You are so different from Mommy who has always played to win. My competitive nature has often been too much throughout my life, so much so that I consciously try to quell it when it comes to you and your siblings. Not you though, from a young age you have played games simply for the joy of playing them.
In preschool you were often in trouble for knocking down other children’s block towers. The problem was you did not understand that for them it was not fun to have the blocks knocked down. For you, the only reason you took the time to build a block tower at all was to knock it down.
Along came car racing games where you only raced, if you can even call it that, so you could crash the cars. We would watch, or try to play in frustration as you would crash over and over, or race the track backwards just for the fun of it. I always thought, “How could it possibly be fun to lose all the time?” In your mind it has never been about win or lose, but about the fun of just doing and being.
It saddens me that I often feel the need to try and explain, or justify your pleasant, noncompetitive nature. I know that even I play to win and I see the looks and feel the frustrations of outsiders looking in who judge that lack of fire or competition in you. During those times, I too struggle to hide the frustration. But in those same moments I am awed by your pure contentment in being a part of each moment, and enjoying each moment for what it is. Your activities are supposed to be fun, youth sports should be a safe, fun environment. Not a blood bath of physical and emotional competition.
In every one of those situations I work to praise your joy of playing just to play. It comes out in so many positive ways. You are the child happy to be in the wings of a game, not getting caught up in who has more playing time, or scores more points, or plays the most sought after position. You shake every hand, pat every back, cheer every teammate. This is to be celebrated and I am awed by your unending positive support and good nature where many lack (even me). We have seen you be both literally and figuratively shoved into the ground. Where many would lie down and not get up, defeated by the blow, you rise to do it all over again (with a smile on your face).
These fun, easy going, people friendly traits I see in you now will serve you well in adulthood.

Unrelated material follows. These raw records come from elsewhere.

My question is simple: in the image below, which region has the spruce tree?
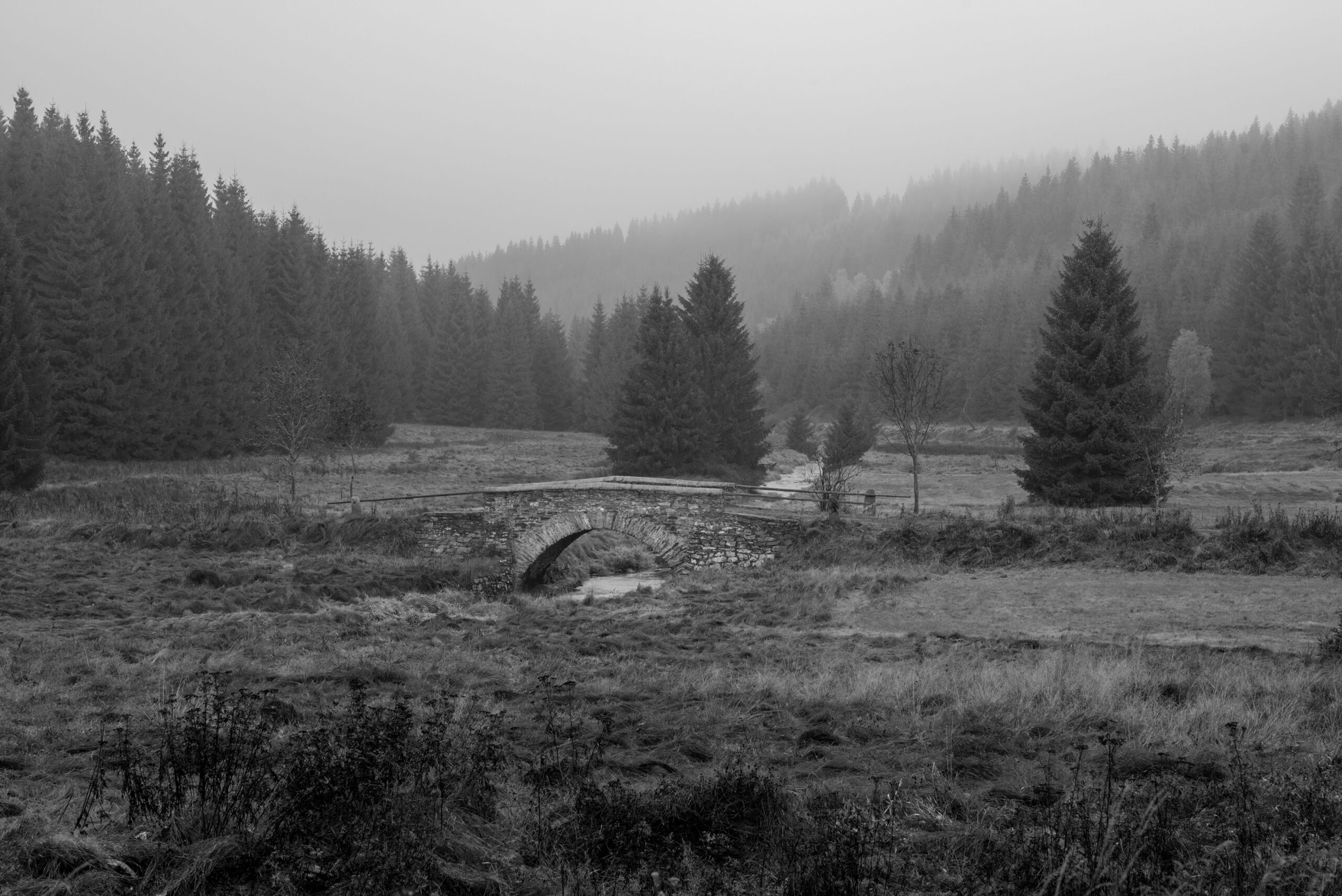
[784,405,816,457]
[607,288,703,476]
[578,299,609,432]
[0,209,51,491]
[424,264,479,427]
[680,255,769,474]
[1016,221,1167,506]
[484,278,537,429]
[533,314,573,431]
[1212,212,1285,414]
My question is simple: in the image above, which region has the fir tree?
[32,180,115,457]
[0,209,50,491]
[784,407,816,457]
[424,264,478,427]
[607,288,703,476]
[1212,212,1285,414]
[680,255,769,474]
[578,299,609,432]
[1017,221,1167,506]
[484,278,537,429]
[533,314,573,431]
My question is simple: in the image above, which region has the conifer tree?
[484,278,537,429]
[1212,212,1285,414]
[0,209,51,491]
[32,180,114,457]
[1016,221,1167,506]
[578,299,608,432]
[607,287,703,476]
[680,255,769,474]
[533,314,573,431]
[784,405,816,457]
[424,264,478,427]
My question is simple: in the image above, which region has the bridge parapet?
[420,476,800,586]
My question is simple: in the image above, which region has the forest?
[757,103,1342,421]
[0,89,1342,475]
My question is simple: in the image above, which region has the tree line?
[0,89,648,487]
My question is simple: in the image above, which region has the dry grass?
[0,427,1342,892]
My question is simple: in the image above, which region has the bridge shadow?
[514,511,685,589]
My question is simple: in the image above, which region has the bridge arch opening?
[514,511,683,589]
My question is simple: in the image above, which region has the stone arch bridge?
[419,476,801,592]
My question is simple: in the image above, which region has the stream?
[558,569,666,601]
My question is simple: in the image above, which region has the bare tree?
[326,395,380,499]
[871,340,946,513]
[252,343,329,505]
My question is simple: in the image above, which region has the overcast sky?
[0,0,1342,261]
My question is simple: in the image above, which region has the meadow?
[0,424,1342,893]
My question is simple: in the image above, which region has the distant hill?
[757,102,1342,420]
[456,153,1084,322]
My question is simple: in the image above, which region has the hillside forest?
[0,89,1342,472]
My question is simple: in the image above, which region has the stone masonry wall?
[420,479,800,585]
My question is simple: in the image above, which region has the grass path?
[844,566,1342,654]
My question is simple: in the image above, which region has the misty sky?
[0,0,1342,263]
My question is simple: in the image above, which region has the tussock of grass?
[792,503,1342,573]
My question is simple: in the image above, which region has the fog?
[0,2,1342,260]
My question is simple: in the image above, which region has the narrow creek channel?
[557,569,667,601]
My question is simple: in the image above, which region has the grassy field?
[0,425,1342,893]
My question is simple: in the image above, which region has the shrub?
[77,676,502,893]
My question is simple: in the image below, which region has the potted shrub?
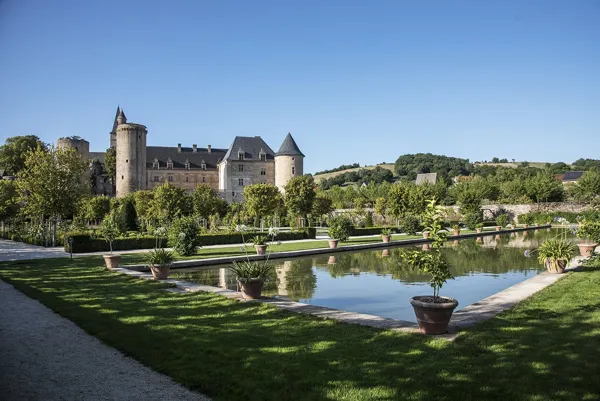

You are your father’s child in those ways. Everyone likes to be around your dad, he is fun, easy going, not overly demanding, and always gives people the benefit of the doubt. You too are wonderful with people. So to you, my child who plays for the joy of playing, I love you for that, and while I worry that you may get trampled on by this often cut throat world, I have no doubt that you will pick yourself back up, dust yourself off, and continue to be a team player.